Job tells of the time when the universe was created, and the angels sang and praised his work:
Tell me, since thou art so wise, was it thou or I designed earth’s
plan, measuring it out with the line? How came its base to stand so
firm; who laid its corner-stone? To me, that day, all the morning
stars sang together, all the powers of heaven uttered their joyful
praise. -- New Advent -- Job 38:5-7
These spirit beings (stars are symbolic of angels) obviously preceded the creation of mankind.
The Catholic Encyclopedia contains a long article about the Devil, giving great detail about Satan and his fallen angels. In particular:
... the words of St. Jude: "And the angels who kept not their
principality, but forsook their own habitation, he hath reserved under
darkness in everlasting chains, unto the judgment of the great day"

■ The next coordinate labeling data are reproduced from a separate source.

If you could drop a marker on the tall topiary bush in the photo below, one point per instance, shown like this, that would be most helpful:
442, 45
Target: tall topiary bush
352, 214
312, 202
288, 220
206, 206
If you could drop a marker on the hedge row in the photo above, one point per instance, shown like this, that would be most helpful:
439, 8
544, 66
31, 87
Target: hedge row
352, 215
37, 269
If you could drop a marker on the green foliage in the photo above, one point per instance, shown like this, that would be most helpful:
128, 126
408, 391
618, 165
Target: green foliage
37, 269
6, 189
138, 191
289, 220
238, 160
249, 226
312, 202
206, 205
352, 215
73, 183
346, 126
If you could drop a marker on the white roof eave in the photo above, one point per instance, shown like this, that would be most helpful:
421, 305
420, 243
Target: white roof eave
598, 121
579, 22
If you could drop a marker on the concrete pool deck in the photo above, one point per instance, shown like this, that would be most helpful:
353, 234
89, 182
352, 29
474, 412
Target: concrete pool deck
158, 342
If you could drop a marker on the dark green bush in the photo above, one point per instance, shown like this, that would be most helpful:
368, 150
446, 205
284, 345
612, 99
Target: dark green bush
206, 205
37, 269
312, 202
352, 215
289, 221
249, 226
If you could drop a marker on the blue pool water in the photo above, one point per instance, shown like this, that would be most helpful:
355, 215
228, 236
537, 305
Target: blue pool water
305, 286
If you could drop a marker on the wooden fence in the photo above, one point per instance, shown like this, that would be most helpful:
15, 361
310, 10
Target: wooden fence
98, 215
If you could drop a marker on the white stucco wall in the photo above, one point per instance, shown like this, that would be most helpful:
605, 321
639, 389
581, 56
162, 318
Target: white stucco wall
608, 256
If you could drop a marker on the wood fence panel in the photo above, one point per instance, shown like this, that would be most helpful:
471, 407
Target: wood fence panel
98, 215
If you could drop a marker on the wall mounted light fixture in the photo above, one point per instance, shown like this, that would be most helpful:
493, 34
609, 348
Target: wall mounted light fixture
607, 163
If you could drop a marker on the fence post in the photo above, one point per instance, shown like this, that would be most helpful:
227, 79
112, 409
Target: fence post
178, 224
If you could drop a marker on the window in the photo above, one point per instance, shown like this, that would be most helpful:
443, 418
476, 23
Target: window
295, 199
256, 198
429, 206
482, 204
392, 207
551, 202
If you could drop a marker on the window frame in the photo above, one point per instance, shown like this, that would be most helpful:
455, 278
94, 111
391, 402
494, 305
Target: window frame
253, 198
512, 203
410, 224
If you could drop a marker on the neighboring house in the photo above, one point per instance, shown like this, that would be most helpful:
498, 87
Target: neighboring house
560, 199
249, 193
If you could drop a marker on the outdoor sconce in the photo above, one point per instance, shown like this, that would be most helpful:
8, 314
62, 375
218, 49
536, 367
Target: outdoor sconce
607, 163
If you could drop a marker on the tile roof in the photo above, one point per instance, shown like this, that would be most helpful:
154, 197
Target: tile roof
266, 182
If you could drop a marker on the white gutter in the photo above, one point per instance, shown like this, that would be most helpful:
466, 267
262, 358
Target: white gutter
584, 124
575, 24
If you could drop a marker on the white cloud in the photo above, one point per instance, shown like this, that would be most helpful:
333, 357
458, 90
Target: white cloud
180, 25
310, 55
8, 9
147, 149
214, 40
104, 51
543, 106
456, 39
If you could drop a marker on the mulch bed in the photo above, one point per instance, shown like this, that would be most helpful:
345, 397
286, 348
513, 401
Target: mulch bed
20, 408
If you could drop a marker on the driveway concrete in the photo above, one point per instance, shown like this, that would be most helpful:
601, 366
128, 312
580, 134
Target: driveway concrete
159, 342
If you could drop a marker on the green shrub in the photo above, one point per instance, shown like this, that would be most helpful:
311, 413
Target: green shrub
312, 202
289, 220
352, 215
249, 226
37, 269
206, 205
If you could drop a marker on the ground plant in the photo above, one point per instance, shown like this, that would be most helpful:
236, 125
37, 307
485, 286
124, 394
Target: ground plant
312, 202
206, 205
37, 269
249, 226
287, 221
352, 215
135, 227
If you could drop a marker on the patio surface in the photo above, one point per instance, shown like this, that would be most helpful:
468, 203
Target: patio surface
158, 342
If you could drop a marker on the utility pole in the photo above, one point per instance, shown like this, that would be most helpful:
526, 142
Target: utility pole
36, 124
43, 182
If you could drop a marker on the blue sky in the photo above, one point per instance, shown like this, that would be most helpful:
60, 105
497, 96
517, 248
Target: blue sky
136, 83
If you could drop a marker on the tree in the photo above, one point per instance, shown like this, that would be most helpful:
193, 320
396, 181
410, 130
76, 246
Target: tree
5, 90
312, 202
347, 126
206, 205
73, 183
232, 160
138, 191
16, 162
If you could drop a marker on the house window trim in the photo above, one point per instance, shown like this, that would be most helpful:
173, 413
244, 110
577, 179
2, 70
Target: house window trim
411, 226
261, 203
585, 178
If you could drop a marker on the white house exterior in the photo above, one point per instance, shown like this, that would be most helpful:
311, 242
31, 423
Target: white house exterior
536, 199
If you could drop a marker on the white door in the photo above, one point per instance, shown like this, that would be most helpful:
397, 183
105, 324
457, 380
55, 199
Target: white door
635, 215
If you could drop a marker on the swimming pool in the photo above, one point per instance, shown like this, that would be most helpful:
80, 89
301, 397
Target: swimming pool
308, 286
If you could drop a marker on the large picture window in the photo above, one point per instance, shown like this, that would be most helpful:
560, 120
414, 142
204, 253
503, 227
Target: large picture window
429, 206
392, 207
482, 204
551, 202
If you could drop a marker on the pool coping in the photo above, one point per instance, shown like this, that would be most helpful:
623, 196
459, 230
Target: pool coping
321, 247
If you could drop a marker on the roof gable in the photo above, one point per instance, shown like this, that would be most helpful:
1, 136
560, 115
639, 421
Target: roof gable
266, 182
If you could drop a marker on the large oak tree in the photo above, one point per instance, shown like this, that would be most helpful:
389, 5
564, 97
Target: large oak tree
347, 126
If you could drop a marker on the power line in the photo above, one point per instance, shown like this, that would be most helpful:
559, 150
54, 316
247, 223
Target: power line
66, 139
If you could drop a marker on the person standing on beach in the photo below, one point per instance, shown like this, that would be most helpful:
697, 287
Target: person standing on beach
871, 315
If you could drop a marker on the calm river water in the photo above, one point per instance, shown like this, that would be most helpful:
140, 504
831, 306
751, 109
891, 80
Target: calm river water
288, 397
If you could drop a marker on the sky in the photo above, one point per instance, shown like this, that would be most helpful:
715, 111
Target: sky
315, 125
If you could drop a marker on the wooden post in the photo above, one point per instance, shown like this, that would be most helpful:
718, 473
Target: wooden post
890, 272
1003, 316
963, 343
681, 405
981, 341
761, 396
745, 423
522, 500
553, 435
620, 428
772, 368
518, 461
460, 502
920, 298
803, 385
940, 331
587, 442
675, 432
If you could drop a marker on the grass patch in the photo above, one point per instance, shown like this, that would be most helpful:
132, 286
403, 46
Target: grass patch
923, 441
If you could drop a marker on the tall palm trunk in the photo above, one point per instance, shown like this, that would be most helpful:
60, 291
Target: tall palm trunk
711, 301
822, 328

(Jude 1:6; cf. 2 Peter 2:4).
In the Old Testament we have a brief reference to the Fall in Job
4:18: "In his angels he found wickedness". But to this must be added
the two classic texts in the prophets:
How art thou fallen from heaven, O Lucifer, who didst rise in the
morning? how art thou fallen to the earth, that didst wound the
nations? And thou saidst in thy heart: I will ascend into heaven, I
will exalt my throne above the stars of God, I will sit in the
mountain of the covenant, in the sides of the north. I will ascend
above the height of the clouds, I will be like the most High. But yet
thou shalt be brought down to hell, into the depth of the pit. (Isaiah
14:12-15)
This parable of the prophet is expressly directed against the King of
Babylon, but both the early Fathers and later Catholic commentators
agree in understanding it as applying with deeper significance to the
fall of the rebel angel. And the older commentators generally consider
that this interpretation is confirmed by the words of Our Lord to his
disciples: "I saw Satan like lightning falling from heaven" (Luke
10:18). For these words were regarded as a rebuke to the disciples,
who were thus warned of the danger of pride by being reminded of the
fall of Lucifer.
...
The parallel prophetic passage is Ezekiel's lamentation upon the king
of Tyre:
You were the seal of resemblance, full of wisdom, and perfect in
beauty. You were in the pleasures of the paradise of God; every
precious stone was thy covering; the sardius, the topaz, and the
jasper, the chrysolite, and the onyx, and the beryl, the sapphire, and
the carbuncle, and the emerald; gold the work of your beauty: and your
pipes were prepared in the day that you were created. You a cherub
stretched out, and protecting, and I set you in the holy mountain of
God, you have walked in the midst of the stones of fire. You were
perfect in your wave from the day of creation, until iniquity was
found in you. (Ezekiel 28:12-15)
The spiritual creation and later Lucifer's rebellion and fall obviously occurred before the seven days of creation.
... it is clearly taught that the Devil and the other demons are
spiritual or angelic creatures created by God in a state of innocence,
and that they became evil by their own act.